In his January confirmation hearings, Sessions told the Senate Judiciary Committee that he would recuse himself from investigations that involve Hillary Clinton, admitting that “with regard to Secretary Clinton and some of the comments I made, I do believe that that could place my objectivity in question.”
But in a letter on Monday to Republicans on the House Judiciary Committee, Assistant Attorney General Stephen Boyd wrote that Justice Department prosecutors would “evaluate certain issues” relating to Hillary Clinton and make recommendations to Sessions and Deputy Attorney General Rod Rosenstein “as to whether any matters not currently under investigation should be opened, whether any matters currently under investigation require further resources, or whether matters merit the appointment of a special counsel.”
Some legal experts told ABC News that this letter raises ethical concerns.
“Certainly Sessions’ involvement with the Trump presidential campaign, which already branded Secretary Clinton a criminal, would raise a question of his impartiality in these circumstances,” said Trevor Potter, president of the Campaign Legal Center and a former Republican chair of the Federal Election Commission. “Other, less political, officials at the Department of Justice should be making decisions about any Clinton investigations,” Potter said.

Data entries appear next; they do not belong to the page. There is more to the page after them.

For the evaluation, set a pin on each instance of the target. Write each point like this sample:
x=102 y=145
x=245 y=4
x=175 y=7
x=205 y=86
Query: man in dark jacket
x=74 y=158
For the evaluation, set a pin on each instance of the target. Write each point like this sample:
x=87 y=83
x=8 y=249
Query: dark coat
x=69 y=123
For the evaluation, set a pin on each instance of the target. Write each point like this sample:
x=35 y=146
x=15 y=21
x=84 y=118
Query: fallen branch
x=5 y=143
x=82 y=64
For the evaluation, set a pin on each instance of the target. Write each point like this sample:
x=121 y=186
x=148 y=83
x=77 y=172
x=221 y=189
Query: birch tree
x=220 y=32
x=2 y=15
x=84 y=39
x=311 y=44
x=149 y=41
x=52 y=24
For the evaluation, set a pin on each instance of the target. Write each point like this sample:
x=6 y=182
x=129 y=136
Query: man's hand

“The whole situation is unusual,” said a former Department of Justice official, who explained that “historically, DOJ has had a strong record of independence,” which could erode if there is an “appearance that DOJ is acting based on political pressure rather than on an independent assessment of the facts and the law.”
“You have to go back to Nixon to find a similar situation of a president involving himself in prosecutions of political enemies,” concluded another former government official.
But other legal experts told ABC News that Sessions does not appear to have crossed any legal or ethical lines at this point.
Kathleen Clark, a legal ethics professor at Washington University School of Law, said that in Monday’s letter, Sessions “may be attempting to thread a difficult needle” by “mollifying certain House Republicans who want the resources of the Department of Justice trained on Clinton Inc.” while at the same time remaining vague about which Clinton issues might be examined and what Sessions’ role would be. Sessions was “quite artful in addressing what is a politically fraught situation,” Clark added.
“The investigation into contributions to the Clinton Foundation is not campaign-related,” according to Harold Krent, dean of the Chicago-Kent College of Law, Illinois Institute of Technology. “Thus, Sessions' possible appointment of a special counsel would not run afoul of his prior recusal declaration,” Krent told ABC News.
“I do not think it will be a big deal if career non-political prosecutors make the recommendation [to appoint a special counsel to investigate Clinton matters] and then Rod Rosenstein makes the final call,” said John Lauro, a former federal prosecutor and attorney with the Lauro Law Firm. Lauro said that he does not see any legal or ethical issues, adding that career prosecutors are presumably unaffected by Trump’s comments.